Grief & Growing Through Difficult Times

Grief

By: David Lechnyr, LCSW

It takes an enormous amount of energy to remain stuck in chronic grief, resentment or sadness. Often, we try to resist these genuine emotions by keeping a stiff upper lip or a cheerful demeanor when we’re really seething inside. This is especially true during the times of the year when subconscious beliefs or difficult emotions surface, such as the anniversary of a death, loss, tragedy, or divorce. It can be made worse by worries we have ‘pushed back’ in our mind, old traumas and unresolved past issues. However, the present journey of grief can offer us lessons we can grow from.

What we Resist… Persists

Instead of trying to talk yourself out of how you feel, harness the courage to acknowledge uncomfortable emotions. Accept your regrets, anger or sadness without remorse. Just let it be. Then let it go. Not only will your energy resurface, but you also will find sensible solutions to many of the to many dilemmas in your life your discomfort will evaporate like mist in the sun.

Look for the Positive

Every thought in our heads is accompanied by a cascade of biochemicals called neurotransmitters. In general, thoughts that are optimistic, grateful and loving result in “feel good” neurotransmitters called endorphins. The same “feel good” chemicals are produced during exercise, love making and meditation. By contrast, thoughts that are fearful, angry or hopeless increase levels of stress hormones, which make us feel tired, anxious, sad, overwhelmed, and irritable.

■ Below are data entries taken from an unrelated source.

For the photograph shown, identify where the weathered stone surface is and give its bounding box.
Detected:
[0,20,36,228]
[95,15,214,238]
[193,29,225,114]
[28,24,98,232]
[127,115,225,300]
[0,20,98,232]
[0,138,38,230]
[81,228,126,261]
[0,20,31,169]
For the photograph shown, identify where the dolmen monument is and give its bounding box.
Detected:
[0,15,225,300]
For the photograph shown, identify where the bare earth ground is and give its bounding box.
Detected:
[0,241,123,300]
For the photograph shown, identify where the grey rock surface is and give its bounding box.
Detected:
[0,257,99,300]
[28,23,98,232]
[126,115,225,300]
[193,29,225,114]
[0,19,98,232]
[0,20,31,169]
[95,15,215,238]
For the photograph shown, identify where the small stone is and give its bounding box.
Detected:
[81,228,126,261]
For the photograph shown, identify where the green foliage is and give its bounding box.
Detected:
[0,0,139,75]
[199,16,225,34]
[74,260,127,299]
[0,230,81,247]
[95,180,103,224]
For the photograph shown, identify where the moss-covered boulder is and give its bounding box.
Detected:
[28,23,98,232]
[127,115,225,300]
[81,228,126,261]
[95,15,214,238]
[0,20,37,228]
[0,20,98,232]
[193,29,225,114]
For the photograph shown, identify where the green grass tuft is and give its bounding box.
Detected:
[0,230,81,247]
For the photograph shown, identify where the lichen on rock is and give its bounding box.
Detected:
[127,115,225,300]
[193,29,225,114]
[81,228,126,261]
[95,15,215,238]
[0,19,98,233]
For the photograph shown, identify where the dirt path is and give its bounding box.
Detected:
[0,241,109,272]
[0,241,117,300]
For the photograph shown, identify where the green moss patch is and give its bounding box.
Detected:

Fatigue, even depression, is a physical ailment. Yet changing the way you think can help restore energy.

Learning to focus on the positive can do wonders for energy levels as well as improve health and longevity. Research by Dr. Becca Levy, Ph.D., of Yale University shows that positive thoughts energize the body to walk faster. Furthermore, Levy found that an upbeat attitude toward aging extends life expectancy. It can provide the same kind of benefit as exercise, not smoking and having a healthy blood pressure, cholesterol and weight. Other research suggests that when people train themselves to feel love and gratitude regularly, their blood pressure normalizes, their heart function stabilizes and they have more energy. Learn to look at life challenges and struggles as challenges that will positively strengthen us over time. Avoid thinking that problems, or difficult and unfair situations, are useless and make no sense. Focus instead on how this can lead one to growing and developing emotional, physical, and spiritual strength over time.

Gratitude

One way to practice a positive attitude is by keeping a “gratitude journal”: Every day, write down three to five things for which you are grateful. Another strategy is simply to take notice when you fall into a “poor me” or martyred state of mind. Then do all you can to turn those thoughts around. Avoid thinking about the dramatic negative traumas/situations; focus instead on how these are normal learning experiences that will strengthen us. Seeing it as a positive gives one excitement and hope that is focused on the future rather than on the suffering of the present times.